Let \(A\) be a square matrix. A real number \(\lambda\) is called an eigenvalue of \(A\) if there exists a nonzero vector \(v \in {\bf R}^n\) that satisfies the equation

\[ Av = \lambda v. \]

Such a vector \(v\) is called an eigenvector for the eigenvalue \(\lambda\).
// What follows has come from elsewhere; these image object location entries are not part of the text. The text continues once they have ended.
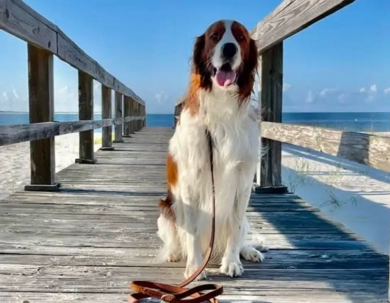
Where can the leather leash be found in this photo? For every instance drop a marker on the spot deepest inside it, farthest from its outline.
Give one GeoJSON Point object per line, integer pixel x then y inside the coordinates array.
{"type": "Point", "coordinates": [179, 293]}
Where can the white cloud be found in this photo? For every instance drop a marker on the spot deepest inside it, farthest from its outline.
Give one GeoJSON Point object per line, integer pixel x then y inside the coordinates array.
{"type": "Point", "coordinates": [342, 97]}
{"type": "Point", "coordinates": [309, 97]}
{"type": "Point", "coordinates": [286, 86]}
{"type": "Point", "coordinates": [327, 91]}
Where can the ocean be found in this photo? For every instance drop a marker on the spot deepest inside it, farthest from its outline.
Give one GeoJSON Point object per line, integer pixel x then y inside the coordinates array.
{"type": "Point", "coordinates": [359, 121]}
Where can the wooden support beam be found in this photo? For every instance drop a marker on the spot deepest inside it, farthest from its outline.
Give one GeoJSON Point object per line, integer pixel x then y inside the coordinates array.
{"type": "Point", "coordinates": [127, 112]}
{"type": "Point", "coordinates": [271, 83]}
{"type": "Point", "coordinates": [133, 113]}
{"type": "Point", "coordinates": [41, 104]}
{"type": "Point", "coordinates": [86, 138]}
{"type": "Point", "coordinates": [143, 113]}
{"type": "Point", "coordinates": [118, 114]}
{"type": "Point", "coordinates": [106, 114]}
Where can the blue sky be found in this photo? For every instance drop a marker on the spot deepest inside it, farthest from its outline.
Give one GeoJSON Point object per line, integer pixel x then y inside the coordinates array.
{"type": "Point", "coordinates": [338, 64]}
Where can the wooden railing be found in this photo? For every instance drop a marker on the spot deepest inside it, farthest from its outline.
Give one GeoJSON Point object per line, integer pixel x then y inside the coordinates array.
{"type": "Point", "coordinates": [45, 40]}
{"type": "Point", "coordinates": [290, 17]}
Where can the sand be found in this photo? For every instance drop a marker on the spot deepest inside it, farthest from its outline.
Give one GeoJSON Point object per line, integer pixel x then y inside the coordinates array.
{"type": "Point", "coordinates": [15, 161]}
{"type": "Point", "coordinates": [349, 193]}
{"type": "Point", "coordinates": [354, 195]}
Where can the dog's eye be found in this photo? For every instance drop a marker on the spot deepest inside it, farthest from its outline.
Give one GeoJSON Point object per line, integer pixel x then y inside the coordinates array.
{"type": "Point", "coordinates": [240, 38]}
{"type": "Point", "coordinates": [215, 36]}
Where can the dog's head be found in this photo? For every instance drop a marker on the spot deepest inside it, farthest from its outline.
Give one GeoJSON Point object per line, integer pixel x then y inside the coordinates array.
{"type": "Point", "coordinates": [225, 57]}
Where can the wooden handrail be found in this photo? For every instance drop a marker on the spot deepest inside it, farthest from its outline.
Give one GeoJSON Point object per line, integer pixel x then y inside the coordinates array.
{"type": "Point", "coordinates": [45, 40]}
{"type": "Point", "coordinates": [363, 148]}
{"type": "Point", "coordinates": [20, 20]}
{"type": "Point", "coordinates": [290, 17]}
{"type": "Point", "coordinates": [11, 134]}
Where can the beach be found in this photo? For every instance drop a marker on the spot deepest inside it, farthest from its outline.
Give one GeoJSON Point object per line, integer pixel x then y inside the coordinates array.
{"type": "Point", "coordinates": [349, 193]}
{"type": "Point", "coordinates": [15, 159]}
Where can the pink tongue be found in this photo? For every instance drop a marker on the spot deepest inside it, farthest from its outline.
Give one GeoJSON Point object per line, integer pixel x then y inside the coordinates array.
{"type": "Point", "coordinates": [225, 78]}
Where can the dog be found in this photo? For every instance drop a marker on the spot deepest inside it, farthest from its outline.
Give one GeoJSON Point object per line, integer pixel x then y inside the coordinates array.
{"type": "Point", "coordinates": [218, 99]}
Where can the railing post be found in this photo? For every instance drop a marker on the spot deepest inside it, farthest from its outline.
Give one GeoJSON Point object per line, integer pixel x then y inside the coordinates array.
{"type": "Point", "coordinates": [271, 83]}
{"type": "Point", "coordinates": [41, 109]}
{"type": "Point", "coordinates": [106, 114]}
{"type": "Point", "coordinates": [127, 112]}
{"type": "Point", "coordinates": [138, 122]}
{"type": "Point", "coordinates": [133, 113]}
{"type": "Point", "coordinates": [143, 113]}
{"type": "Point", "coordinates": [118, 114]}
{"type": "Point", "coordinates": [176, 115]}
{"type": "Point", "coordinates": [86, 138]}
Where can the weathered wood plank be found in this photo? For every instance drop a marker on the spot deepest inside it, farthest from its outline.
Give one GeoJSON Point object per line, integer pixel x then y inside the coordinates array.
{"type": "Point", "coordinates": [86, 138]}
{"type": "Point", "coordinates": [310, 296]}
{"type": "Point", "coordinates": [271, 93]}
{"type": "Point", "coordinates": [10, 134]}
{"type": "Point", "coordinates": [127, 112]}
{"type": "Point", "coordinates": [118, 114]}
{"type": "Point", "coordinates": [290, 17]}
{"type": "Point", "coordinates": [371, 150]}
{"type": "Point", "coordinates": [21, 20]}
{"type": "Point", "coordinates": [106, 114]}
{"type": "Point", "coordinates": [41, 109]}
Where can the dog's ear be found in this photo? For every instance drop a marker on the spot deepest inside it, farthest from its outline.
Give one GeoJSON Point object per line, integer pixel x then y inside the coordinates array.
{"type": "Point", "coordinates": [197, 58]}
{"type": "Point", "coordinates": [253, 57]}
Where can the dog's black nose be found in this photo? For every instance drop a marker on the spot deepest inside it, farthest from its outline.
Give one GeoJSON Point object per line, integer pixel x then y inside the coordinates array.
{"type": "Point", "coordinates": [229, 50]}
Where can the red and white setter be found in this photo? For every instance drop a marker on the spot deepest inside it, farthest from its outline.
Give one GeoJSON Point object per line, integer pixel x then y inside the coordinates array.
{"type": "Point", "coordinates": [218, 99]}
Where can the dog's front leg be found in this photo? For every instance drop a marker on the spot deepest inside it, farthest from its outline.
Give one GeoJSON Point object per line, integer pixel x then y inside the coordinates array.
{"type": "Point", "coordinates": [194, 248]}
{"type": "Point", "coordinates": [231, 264]}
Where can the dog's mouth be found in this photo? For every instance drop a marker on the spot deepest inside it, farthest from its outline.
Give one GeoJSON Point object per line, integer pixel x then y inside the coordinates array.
{"type": "Point", "coordinates": [224, 75]}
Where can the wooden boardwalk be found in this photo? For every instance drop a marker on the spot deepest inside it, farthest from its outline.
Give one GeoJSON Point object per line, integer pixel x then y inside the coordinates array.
{"type": "Point", "coordinates": [88, 241]}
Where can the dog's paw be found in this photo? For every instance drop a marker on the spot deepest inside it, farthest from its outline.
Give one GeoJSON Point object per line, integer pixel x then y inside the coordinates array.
{"type": "Point", "coordinates": [190, 269]}
{"type": "Point", "coordinates": [173, 257]}
{"type": "Point", "coordinates": [251, 254]}
{"type": "Point", "coordinates": [231, 267]}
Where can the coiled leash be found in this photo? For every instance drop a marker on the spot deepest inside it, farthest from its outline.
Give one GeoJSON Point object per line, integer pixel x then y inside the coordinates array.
{"type": "Point", "coordinates": [179, 293]}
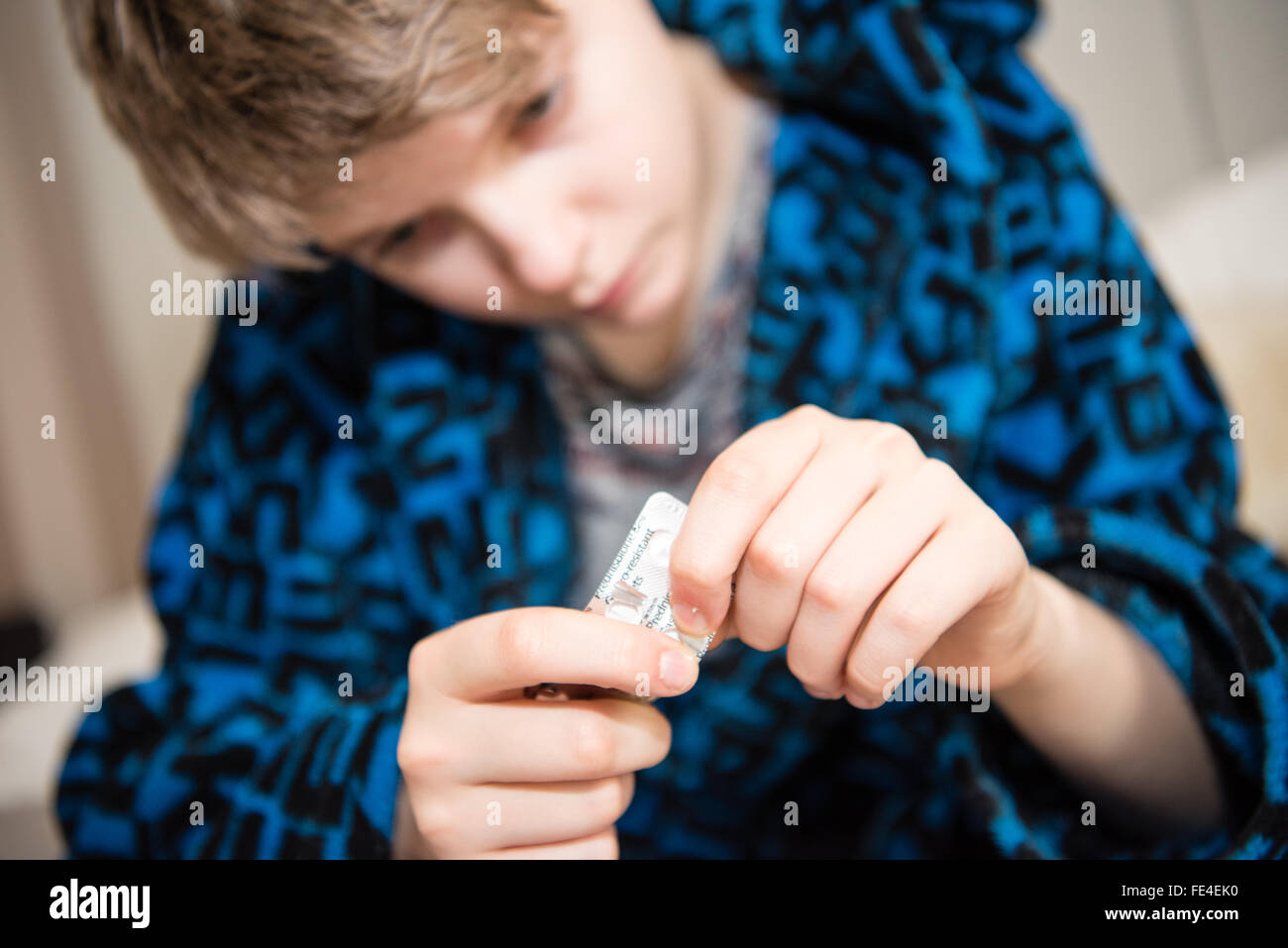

In other words, multiplying the matrix \(A\) by the vector \(v\) results in a scaled version of \(v\), where the scaling factor is the eigenvalue \(\lambda\).

Likewise, for a linear map \(f : V \to V\), \(\lambda\) is an eigenvalue if there is \(v \in V, v \ne 0\) such that

\[ f(v) = \lambda v. \]

(6.2)

We consider some of the linear maps \(f : {\bf R}^2 \to {\bf R}^2\) of §Subsection 4.2.1.

Example 6.3

If \(f\) is the reflection along, say, the \(x\)-axis, i.e., \(f(x, y) = (x, -y)\), then reads

\[ (x, -y) = (\lambda x, \lambda y), \]

i.e., \(x = \lambda x\) and \(-y = \lambda y\). The first equation holds if \(x = 0\) and \(\lambda\) arbitrary or if \(\lambda = 1\) and \(x\) arbitrary. Similarly, the second forces \(y = 0\) or \(\lambda = -1\). Since, by definition, we have \((x, y) \ne (0, 0)\), we cannot have both \(x = 0\) and \(y = 0\). If \(x \ne 0\), then \(\lambda = 1\), which forces \(y = 0\). If \(x = 0\), then \(y \ne 0\) and therefore \(\lambda = -1\). Thus, there are two eigenvalues and eigenvectors are as follows:

\(\lambda = 1\), with eigenvectors \((x, 0)\) for arbitrary \(x \in {\bf R}\),
\(\lambda = -1\), with eigenvectors \((0, y)\) for arbitrary \(y \in {\bf R}\).

Before going on, we make the following observation, for any \(n \times n\)-matrix \(A\). The equation

\[ A v = \lambda v \]

can be rewritten as

\[ 0 = Av-\lambda v = Av - (\lambda {\mathrm {id}}) v = (A - \lambda {\mathrm {id}}) v. \]

Here we have used standard properties of matrix multiplication (Lemma 4.60). We seek a non-zero vector \(v\) satisfying this condition. Such a vector exists if and only if \(A - \lambda {\mathrm {id}}\) is not invertible.

Example 6.4

We consider the shearing matrix \(A = \left ( \begin{array}{cc} 1 & r \\ 0 & 1 \end{array} \right )\), where we assume \(r \ne 0\) (otherwise \(A = {\mathrm {id}}\)). We check the invertibility of the matrix:

\[ A - \lambda {\mathrm {id}} = \left ( \begin{array}{cc} 1-\lambda & r \\ 0 & 1-\lambda \end{array} \right ). \]

It suffices to compute the determinant (Theorem 5.15):

\[ \det \left ( \begin{array}{cc} 1-\lambda & r \\ 0 & 1-\lambda \end{array} \right ) = (1-\lambda)^2 - r \cdot 0 = (\lambda - 1)^2. \]

This is zero precisely if \(\lambda = 1\), i.e., \(\lambda = 1\) is the only eigenvalue of \(A\). Eigenvectors for this eigenvalue are those vectors such that

\[ (A - 1 \dot {\mathrm {id}}) \left ( \begin{array}{c} x \\ y \end{array} \right ) = 0, \]

i.e., \(\left ( \begin{array}{c} ry \\ 0 \end{array} \right ) = \left ( \begin{array}{cc} 0 & r \\ 0 & 0 \end{array} \right ) \left ( \begin{array}{c} x \\ y \end{array} \right ) = 0\). Since we have assumed \(r \ne 0\), this implies \(y = 0\), and \(x\) is arbitrary. Thus, the eigenvectors for \(\lambda = 1\) are of the form \(\left ( \begin{array}{c} x \\ 0 \end{array} \right )\) for \(x \in {\bf R}\).